The Pepperdine women’s basketball team will begin dribbling toward its 2018-19 season next week. 

The college hoops squad will hold a series of practices in July. During the summer sessions, the players will work on hoops skills, lift weights and do conditioning in preparation for the season, which starts in three months.

Waves head coach DeLisha Milton-Jones said next month is a big deal for the group.

“What we do in July will set the tone for what we do in September when we come back together,” she said. 

Milton-Jones, a former professional basketball player entering her second season as Pepperdine’s coach, said the team’s tone includes three “non-negotiables.” 

“Non-negotiables are complacency, being irresponsible and not doing everything you need to do to make sure you have an enjoyable experience,” she said. “A large part of that is my responsibility but whatever part they play in it, I want to make sure they know it.”

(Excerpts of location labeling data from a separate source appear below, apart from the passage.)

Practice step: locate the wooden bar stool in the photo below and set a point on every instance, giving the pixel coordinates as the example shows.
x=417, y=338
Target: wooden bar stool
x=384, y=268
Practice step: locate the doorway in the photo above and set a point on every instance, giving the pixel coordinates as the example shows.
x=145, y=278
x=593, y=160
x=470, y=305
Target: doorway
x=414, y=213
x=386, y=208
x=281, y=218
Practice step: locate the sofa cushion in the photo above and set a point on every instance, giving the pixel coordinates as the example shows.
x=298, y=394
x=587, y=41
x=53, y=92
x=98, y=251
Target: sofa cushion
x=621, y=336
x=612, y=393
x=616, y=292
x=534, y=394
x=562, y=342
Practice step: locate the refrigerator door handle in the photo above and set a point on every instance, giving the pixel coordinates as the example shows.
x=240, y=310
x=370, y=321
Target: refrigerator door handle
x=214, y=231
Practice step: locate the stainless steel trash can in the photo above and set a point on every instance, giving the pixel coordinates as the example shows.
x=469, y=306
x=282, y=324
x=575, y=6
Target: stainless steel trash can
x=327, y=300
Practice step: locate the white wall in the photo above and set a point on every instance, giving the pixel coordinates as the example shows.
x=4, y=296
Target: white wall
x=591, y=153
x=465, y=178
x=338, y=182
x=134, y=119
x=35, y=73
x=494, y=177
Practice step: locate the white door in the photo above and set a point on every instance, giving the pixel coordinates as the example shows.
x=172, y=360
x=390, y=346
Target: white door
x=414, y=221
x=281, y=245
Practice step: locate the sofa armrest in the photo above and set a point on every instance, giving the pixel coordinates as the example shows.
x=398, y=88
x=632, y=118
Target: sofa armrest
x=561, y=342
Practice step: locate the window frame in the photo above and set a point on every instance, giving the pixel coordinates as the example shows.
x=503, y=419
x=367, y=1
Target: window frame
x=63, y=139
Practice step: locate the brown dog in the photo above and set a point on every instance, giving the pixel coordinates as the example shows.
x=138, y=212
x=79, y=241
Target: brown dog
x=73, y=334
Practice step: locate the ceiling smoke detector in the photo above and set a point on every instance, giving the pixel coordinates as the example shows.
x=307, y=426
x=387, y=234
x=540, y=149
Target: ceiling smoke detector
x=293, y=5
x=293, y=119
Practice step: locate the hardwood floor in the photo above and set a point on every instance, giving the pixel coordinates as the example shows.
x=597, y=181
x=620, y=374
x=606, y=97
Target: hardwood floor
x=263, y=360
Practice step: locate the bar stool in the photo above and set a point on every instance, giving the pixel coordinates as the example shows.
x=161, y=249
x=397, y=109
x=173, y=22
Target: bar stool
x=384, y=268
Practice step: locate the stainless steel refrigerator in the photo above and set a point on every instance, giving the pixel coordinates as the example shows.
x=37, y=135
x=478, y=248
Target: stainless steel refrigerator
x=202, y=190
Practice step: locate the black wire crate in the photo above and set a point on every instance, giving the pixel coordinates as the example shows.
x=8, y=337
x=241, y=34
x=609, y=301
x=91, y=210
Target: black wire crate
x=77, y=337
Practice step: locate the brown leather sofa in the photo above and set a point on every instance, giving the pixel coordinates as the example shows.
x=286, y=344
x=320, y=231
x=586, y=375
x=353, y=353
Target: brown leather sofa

The Waves finished last season with a 10-20 record including a 5-13 record in the West Coast Conference. The 2017-18 campaign was the first time in six years that Pepperdine finished with a double-digit number of victories. The wins were over non-WCC foes Long Beach State, Nevada, Idaho State and Utah Valley, and conference opponents Santa Clara, San Diego, San Francisco, Portland and Loyola Marymount. The Waves also defeated Santa Clara in the first round of the WCC tournament. 

Pepperdine won seven games the season before, so the squad’s coach said fans and people around the basketball program were happy with the improvement and could sense a culture shift with the team. 

Milton-Jones said the shift took a lot of work throughout a season in which the Waves’ 10 wins were sprinkled among a lot of defeats. The Olympian and former WNBA All-Star said one thing she wanted to address with the team was complacency.

“I had to show the young ladies how they were maneuvering—they were selling themselves short,” Milton-Jones said. “A lot of them were just complacent with showing up to the games and just putting forth an effort for a few quarters, and when things got hard they folded. Anyone that knows me as a player [knows] that I am a fighter to the end. I love competing, and that is what I wanted to instill in every young lady in the program.”

Confidence was also an issue, initially. Milton-Jones spoke of how any time she would see a player putting themselves down she would address it quickly, especially in practice. 

“I would say, ‘Stop. What are you thinking right now?’ And they would say something like, ‘I suck. I can’t make a shot.’ I would say, ‘You are the only one in this gym that is thinking that about you. All I see is a very good player that missed a shot, but you are going to have another opportunity and I believe you are going to hit this next one,’” the head Wave recalled.

Milton-Jones changed the Waves’ mentality by helping them fall in love with basketball and working on their skills. She said that took many conversations, being available 24/7 and reminding the girls that she was once a player, so she is familiar with any issues they were going through. 

The coach said Pepperdine began to hit its stride when conference play began. Milton-Jones said opponents knew the Waves were going to play hard for the entire game. 

But the team—and their coach—were also tested.

Opposing coaches knew that Milton-Jones was an assistant coach for only one season before being named head coach, so they tested Pepperdine with funky defenses and complex plays on offense. 

Senior forward Yasmine Robinson-Bacote led the way for Pepperdine. The All-WCC first team member averaged 17.8 points and 7.4 rebounds each game. Guard Paige Fecske, an honorable mention All-WCC player and senior, was second on the team in scoring, averaging 10.5 points a contest and shooting 38.4 percent from three-point range.

The two leading scorers will still be with the Waves this season, but Pepperdine did lose some players to graduation. The Waves will have six newcomers on the roster when July practice starts. 

Milton-Jones said the four freshmen—twin forwards Jayda and Jayla Ruffus-Milner, forward Skye Lindsay, and guard Malia Bambrick—and junior college transfers—guard Deezha Battle and center Ashleen Quirke—make up the most talented and deepest recruiting class Pepperdine has had in the last five years. The coach said she will depend on the returning Waves to show the new players how the non-negotiables work.

Milton-Jones hasn’t set any expectations for Pepperdine’s coming season but believes more of it will be focused on coaching “real Xs and Os and the nitty gritty of the game” since 75 percent of her first season as head coach was spent establishing a culture of the team. 

“Now, we are transitioning from a phase where I had to get them to understand what competition was,” she said. “I had them competing against each other all the time. Now, I’m teaching them how to compete together as opposed to against each other. Let’s do it together and we can go farther.”